To remove an OSD from the CRUSH Map of a running cluster, execute the following:

cephadm > ceph osd crush remove OSD_NAME

7.4.5 Add a Bucket

To add a bucket in the CRUSH Map of a running cluster, execute the ceph osd crush add-bucket command:

cephadm > ceph osd crush add-bucket BUCKET_NAME BUCKET_TYPE

7.4.6 Move a Bucket

To move a bucket to a different location or position in the CRUSH Map hierarchy, execute the following:

cephadm > ceph osd crush move BUCKET_NAME BUCKET_TYPE=BUCKET_NAME [...]

For example:

cephadm > ceph osd crush move bucket1 datacenter=dc1 room=room1 row=foo rack=bar host=foo-bar-1

7.4.7 Remove a Bucket

To remove a bucket from the CRUSH Map hierarchy, execute the following:

cephadm > ceph osd crush remove BUCKET_NAME
Note
Note: Empty Bucket Only

A bucket must be empty before removing it from the CRUSH hierarchy.

7.5 Scrubbing

In addition to making multiple copies of objects, Ceph insures data integrity by scrubbing placement groups (find more information about placement groups in Book “Deployment Guide”, Chapter 1 “SUSE Enterprise Storage 5.5 and Ceph”, Section 1.4.2 “Placement Group”). Ceph scrubbing is analogous to running fsck on the object storage layer. For each placement group, Ceph generates a catalog of all objects and compares each primary object and its replicas to ensure that no objects are missing or mismatched. Daily light scrubbing checks the object size and attributes, while weekly deep scrubbing reads the data and uses checksums to ensure data integrity.

Scrubbing is important for maintaining data integrity, but it can reduce performance. You can adjust the following settings to increase or decrease scrubbing operations:

osd max scrubs

The maximum number of simultaneous scrub operations for a Ceph OSD. Default is 1.
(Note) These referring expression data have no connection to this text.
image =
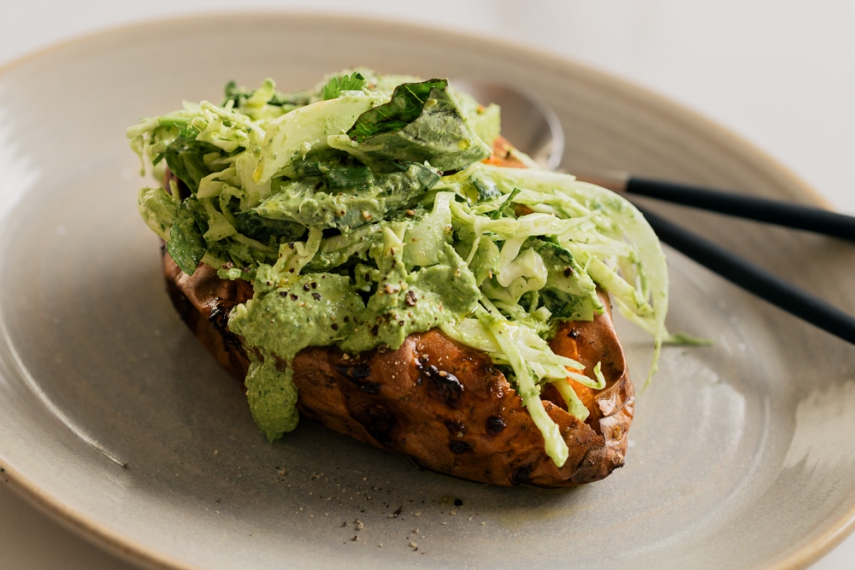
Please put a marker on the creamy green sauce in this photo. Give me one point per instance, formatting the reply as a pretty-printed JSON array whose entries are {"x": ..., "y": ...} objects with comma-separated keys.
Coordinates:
[{"x": 361, "y": 213}]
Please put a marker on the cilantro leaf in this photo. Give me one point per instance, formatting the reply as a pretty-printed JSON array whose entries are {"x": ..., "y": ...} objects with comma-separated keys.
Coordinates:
[
  {"x": 186, "y": 245},
  {"x": 352, "y": 82},
  {"x": 408, "y": 101}
]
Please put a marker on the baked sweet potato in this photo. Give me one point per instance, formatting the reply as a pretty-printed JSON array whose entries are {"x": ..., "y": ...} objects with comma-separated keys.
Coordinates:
[{"x": 444, "y": 403}]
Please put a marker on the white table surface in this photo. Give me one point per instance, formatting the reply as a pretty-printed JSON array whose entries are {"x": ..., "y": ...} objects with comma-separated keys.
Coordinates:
[{"x": 781, "y": 73}]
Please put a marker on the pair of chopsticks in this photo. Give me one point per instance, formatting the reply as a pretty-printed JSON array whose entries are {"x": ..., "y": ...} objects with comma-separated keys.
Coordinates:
[{"x": 733, "y": 268}]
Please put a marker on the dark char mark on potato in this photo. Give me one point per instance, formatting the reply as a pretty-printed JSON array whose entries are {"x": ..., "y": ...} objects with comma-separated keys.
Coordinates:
[
  {"x": 358, "y": 374},
  {"x": 444, "y": 386},
  {"x": 378, "y": 420}
]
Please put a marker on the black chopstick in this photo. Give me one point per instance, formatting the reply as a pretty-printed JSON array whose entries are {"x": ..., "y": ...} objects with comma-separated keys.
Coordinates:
[
  {"x": 753, "y": 279},
  {"x": 786, "y": 214}
]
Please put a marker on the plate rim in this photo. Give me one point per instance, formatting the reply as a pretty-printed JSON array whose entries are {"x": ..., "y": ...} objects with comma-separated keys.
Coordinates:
[{"x": 137, "y": 553}]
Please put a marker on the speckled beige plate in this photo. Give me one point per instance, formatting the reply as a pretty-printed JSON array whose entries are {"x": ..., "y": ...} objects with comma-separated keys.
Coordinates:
[{"x": 114, "y": 418}]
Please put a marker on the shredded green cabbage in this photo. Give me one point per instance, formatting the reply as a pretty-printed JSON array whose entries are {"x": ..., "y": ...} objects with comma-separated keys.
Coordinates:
[{"x": 346, "y": 180}]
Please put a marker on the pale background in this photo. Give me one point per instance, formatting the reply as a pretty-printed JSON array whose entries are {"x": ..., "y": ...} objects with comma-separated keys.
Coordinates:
[{"x": 780, "y": 73}]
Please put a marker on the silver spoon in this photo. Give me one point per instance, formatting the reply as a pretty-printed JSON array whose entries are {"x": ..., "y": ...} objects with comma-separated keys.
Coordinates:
[
  {"x": 535, "y": 129},
  {"x": 527, "y": 122}
]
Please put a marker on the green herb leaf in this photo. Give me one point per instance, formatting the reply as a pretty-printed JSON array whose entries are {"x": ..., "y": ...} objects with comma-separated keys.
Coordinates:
[
  {"x": 408, "y": 101},
  {"x": 352, "y": 82},
  {"x": 356, "y": 178},
  {"x": 502, "y": 210},
  {"x": 186, "y": 245}
]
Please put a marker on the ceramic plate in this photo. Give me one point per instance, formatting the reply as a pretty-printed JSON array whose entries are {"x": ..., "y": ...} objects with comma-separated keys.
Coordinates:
[{"x": 115, "y": 419}]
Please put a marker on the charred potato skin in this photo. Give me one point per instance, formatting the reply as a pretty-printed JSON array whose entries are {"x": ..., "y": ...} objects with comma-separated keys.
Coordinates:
[{"x": 442, "y": 403}]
osd scrub begin hour, osd scrub end hour

The hours of day (0 to 24) that define a time window when the scrubbing can happen. By default begins at 0 and ends at 24.

Important
Important

If the placement group’s scrub interval exceeds the osd scrub max interval setting, the scrub will happen no matter what time window you define for scrubbing.

osd scrub during recovery

Allows scrubs during recovery. Setting this to 'false' will disable scheduling new scrubs while there is an active recovery. Already running scrubs will continue. This option is useful for reducing load on busy clusters. Default is 'true'.

osd scrub thread timeout

The maximum time in seconds before a scrub thread times out. Default is 60.
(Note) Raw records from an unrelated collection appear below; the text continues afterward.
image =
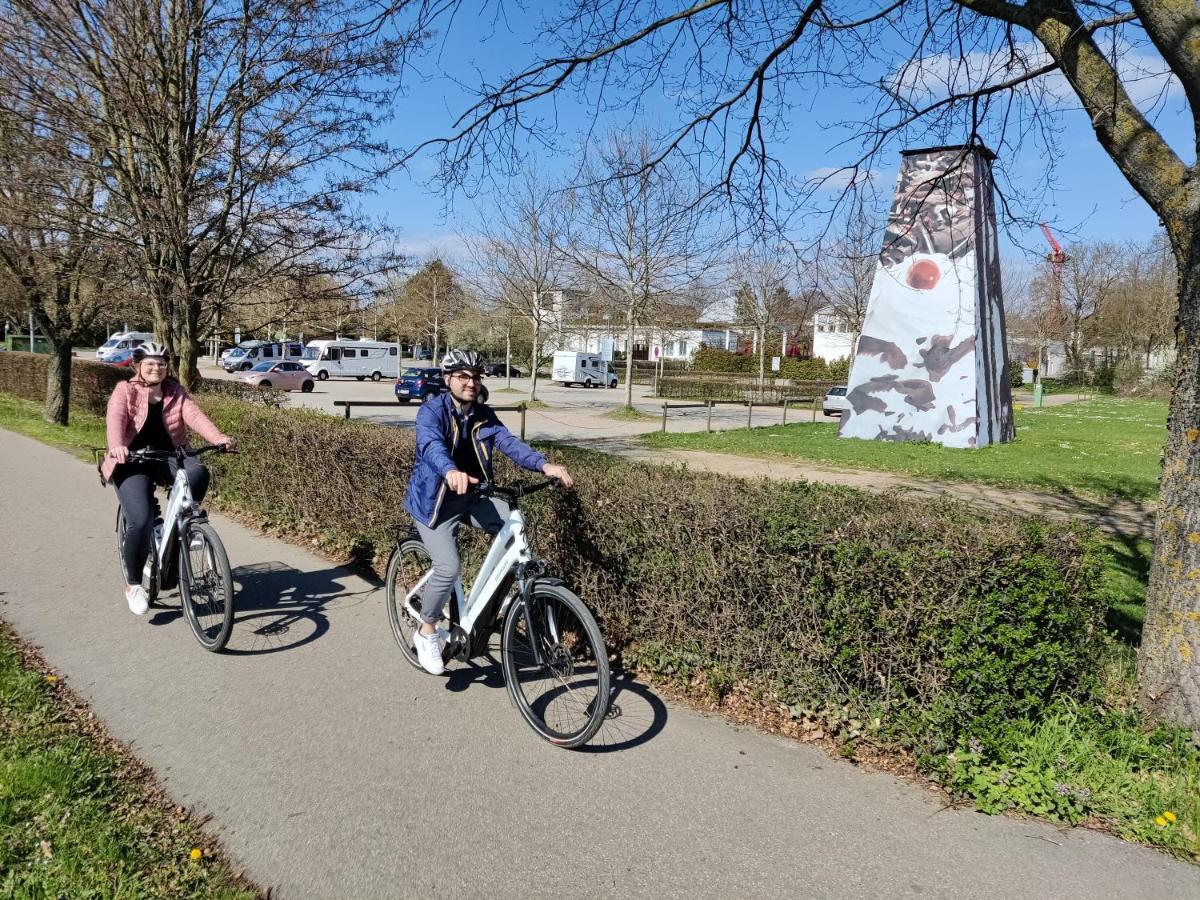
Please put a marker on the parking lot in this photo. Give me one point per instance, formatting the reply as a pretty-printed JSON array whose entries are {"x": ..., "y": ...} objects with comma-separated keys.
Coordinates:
[{"x": 575, "y": 414}]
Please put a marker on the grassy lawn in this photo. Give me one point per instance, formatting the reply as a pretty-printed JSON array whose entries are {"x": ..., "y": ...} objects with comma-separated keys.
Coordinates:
[
  {"x": 1105, "y": 448},
  {"x": 25, "y": 418},
  {"x": 78, "y": 816}
]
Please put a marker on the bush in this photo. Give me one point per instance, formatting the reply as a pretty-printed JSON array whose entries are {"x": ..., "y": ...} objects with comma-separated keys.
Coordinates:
[
  {"x": 23, "y": 375},
  {"x": 903, "y": 621}
]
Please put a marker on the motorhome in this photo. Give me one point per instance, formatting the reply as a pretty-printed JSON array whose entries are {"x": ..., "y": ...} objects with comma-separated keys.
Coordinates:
[
  {"x": 243, "y": 359},
  {"x": 587, "y": 369},
  {"x": 352, "y": 359},
  {"x": 123, "y": 341}
]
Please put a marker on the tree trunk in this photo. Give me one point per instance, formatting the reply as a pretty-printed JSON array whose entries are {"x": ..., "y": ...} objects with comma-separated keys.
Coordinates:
[
  {"x": 533, "y": 369},
  {"x": 58, "y": 385},
  {"x": 508, "y": 358},
  {"x": 1169, "y": 663},
  {"x": 629, "y": 358}
]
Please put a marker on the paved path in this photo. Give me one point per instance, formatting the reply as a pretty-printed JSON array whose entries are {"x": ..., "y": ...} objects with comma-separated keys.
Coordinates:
[
  {"x": 1122, "y": 517},
  {"x": 333, "y": 769}
]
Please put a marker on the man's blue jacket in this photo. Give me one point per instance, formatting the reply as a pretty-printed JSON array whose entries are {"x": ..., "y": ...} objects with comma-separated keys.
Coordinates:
[{"x": 439, "y": 427}]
osd scrub finalize thread timeout

The maximum time in seconds before a scrub finalize thread time out. Default is 60*10.

osd scrub load threshold

The normalized maximum load. Ceph will not scrub when the system load (as defined by the ratio of getloadavg() / number of online cpus) is higher than this number. Default is 0.5.

osd scrub min interval

The minimal interval in seconds for scrubbing Ceph OSD when the Ceph cluster load is low. Default is 60*60*24 (once a day).

osd scrub max interval

The maximum interval in seconds for scrubbing Ceph OSD irrespective of cluster load. 7*60*60*24 (once a week).

osd scrub chunk min

The minimal number of object store chunks to scrub during single operation. Ceph blocks writes to a single chunk during scrub. Default is 5.

osd scrub chunk max

The maximum number of object store chunks to scrub during single operation. Default is 25.

osd scrub sleep

Time to sleep before scrubbing next group of chunks. Increasing this value slows down the whole scrub operation while client operations are less impacted. Default is 0.

osd deep scrub interval

The interval for 'deep' scrubbing (fully reading all data). The osd scrub load threshold option does not affect this setting. Default is 60*60*24*7 (once a week).

osd scrub interval randomize ratio

Add a random delay to the osd scrub min interval value when scheduling the next scrub job for a placement group. The delay is a random value smaller than the result of osd scrub min interval * osd scrub interval randomized ratio. Therefore, the default setting practically randomly spreads the scrubs out in the allowed time window of [1, 1.5] * osd scrub min interval. Default is 0.5

osd deep scrub stride

Read size when doing a deep scrub. Default is 524288 (512 kB).